First person prosecuted for human trafficking faces court

THE first person to be prosecuted for human trafficking will appear in court next week, two years after the Government introduced the legislation.

No one has been charged under the Criminal Law (Human Trafficking) Act 2008 despite 66 allegations of trafficking in 2009 alone.

Only 13 of those 66 were found not to involve human trafficking.

Over the two years since the law was enacted, the Department of Justice’s Anti-Human Trafficking Unit points out that 10 people have been prosecuted for offences related to human trafficking.

However of those, five relate to authorities here contributing information to prosecutions taken outside the state. Three others relate to the Carroll gang which was found guilty earlier this year of organising prostitution in Britain and Ireland. In the case which was prosecuted in Wales, it did emerge that women under TJ Carroll’s gang were trafficked and that he knew about this, but the traffickers themselves were not collared.

In another case, the trafficking link was tenuous. A former garda sergeant tried twice to source a child for sex from a prostitute. In both cases he failed, so no one was actually trafficked.

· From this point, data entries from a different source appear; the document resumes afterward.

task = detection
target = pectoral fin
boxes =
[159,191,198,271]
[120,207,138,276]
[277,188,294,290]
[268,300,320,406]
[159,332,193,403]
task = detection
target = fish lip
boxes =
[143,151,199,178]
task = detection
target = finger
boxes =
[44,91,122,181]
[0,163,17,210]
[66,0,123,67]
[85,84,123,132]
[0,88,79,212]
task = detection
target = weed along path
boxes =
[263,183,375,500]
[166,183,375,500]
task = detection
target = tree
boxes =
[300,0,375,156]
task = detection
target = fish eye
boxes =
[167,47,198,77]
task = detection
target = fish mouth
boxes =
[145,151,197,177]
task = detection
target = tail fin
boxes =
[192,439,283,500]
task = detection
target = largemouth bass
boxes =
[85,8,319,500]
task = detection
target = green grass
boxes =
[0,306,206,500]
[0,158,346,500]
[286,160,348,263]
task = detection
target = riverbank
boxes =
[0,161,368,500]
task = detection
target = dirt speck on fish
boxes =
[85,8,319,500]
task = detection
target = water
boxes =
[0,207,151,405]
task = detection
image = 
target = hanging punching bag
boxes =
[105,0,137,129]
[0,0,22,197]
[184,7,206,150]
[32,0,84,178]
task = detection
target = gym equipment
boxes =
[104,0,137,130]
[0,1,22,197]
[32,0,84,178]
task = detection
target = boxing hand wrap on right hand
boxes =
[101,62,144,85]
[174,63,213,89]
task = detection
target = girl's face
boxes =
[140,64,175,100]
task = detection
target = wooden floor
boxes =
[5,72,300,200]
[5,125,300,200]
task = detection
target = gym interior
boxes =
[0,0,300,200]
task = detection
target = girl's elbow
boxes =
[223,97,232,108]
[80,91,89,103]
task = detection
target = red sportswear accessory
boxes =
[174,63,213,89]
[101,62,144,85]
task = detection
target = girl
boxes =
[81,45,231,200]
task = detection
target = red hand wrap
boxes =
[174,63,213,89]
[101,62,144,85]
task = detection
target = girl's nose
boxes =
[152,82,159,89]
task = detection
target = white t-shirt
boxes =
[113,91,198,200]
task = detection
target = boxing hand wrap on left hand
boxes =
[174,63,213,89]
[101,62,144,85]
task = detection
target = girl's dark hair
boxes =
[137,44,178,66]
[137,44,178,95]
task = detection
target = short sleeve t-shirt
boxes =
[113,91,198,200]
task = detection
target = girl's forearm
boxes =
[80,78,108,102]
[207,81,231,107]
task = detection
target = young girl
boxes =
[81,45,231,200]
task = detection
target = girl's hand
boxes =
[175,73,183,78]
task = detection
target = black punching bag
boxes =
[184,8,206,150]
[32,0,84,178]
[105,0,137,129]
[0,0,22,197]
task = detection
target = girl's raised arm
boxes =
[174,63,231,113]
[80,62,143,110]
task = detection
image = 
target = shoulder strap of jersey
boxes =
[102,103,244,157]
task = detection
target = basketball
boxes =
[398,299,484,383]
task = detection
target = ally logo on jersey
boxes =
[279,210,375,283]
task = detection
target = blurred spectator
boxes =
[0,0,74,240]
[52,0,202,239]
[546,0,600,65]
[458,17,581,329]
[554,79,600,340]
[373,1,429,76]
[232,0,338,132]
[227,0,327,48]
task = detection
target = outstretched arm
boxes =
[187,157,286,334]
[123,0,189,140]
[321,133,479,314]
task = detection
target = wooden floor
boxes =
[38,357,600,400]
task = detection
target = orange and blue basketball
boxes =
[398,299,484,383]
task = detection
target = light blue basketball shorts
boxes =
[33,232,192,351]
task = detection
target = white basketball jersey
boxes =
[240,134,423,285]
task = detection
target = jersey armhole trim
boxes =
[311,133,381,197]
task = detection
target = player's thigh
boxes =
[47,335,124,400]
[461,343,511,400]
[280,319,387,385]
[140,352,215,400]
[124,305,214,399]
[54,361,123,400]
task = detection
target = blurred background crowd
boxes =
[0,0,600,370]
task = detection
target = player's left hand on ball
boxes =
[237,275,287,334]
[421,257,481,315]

“In the two years since this law has existed there have been no convictions,” said Catherine Dunne, chair of the Labour Party’s women’s section, which has been vocal on the need to crack down on organisers of prostitution and traffickers. “Ten prosecution cases have been initiated but we wait for a conviction. While this is not a criticism, we do want to note the fact that this is the case.

“We know from studies that trafficked girls and women have been identified in Ireland,” said Ms Dunne.

“In June 2008, the US Trafficking in Persons Report classified Ireland for the first time as a destination country for women, men, and children trafficked for the purposes of commercial sexual exploitation and forced labour.

“We do not want this piece of legislation to be like the law against marital rape, which was enacted in 1990 but only secured the first conviction in 2002.”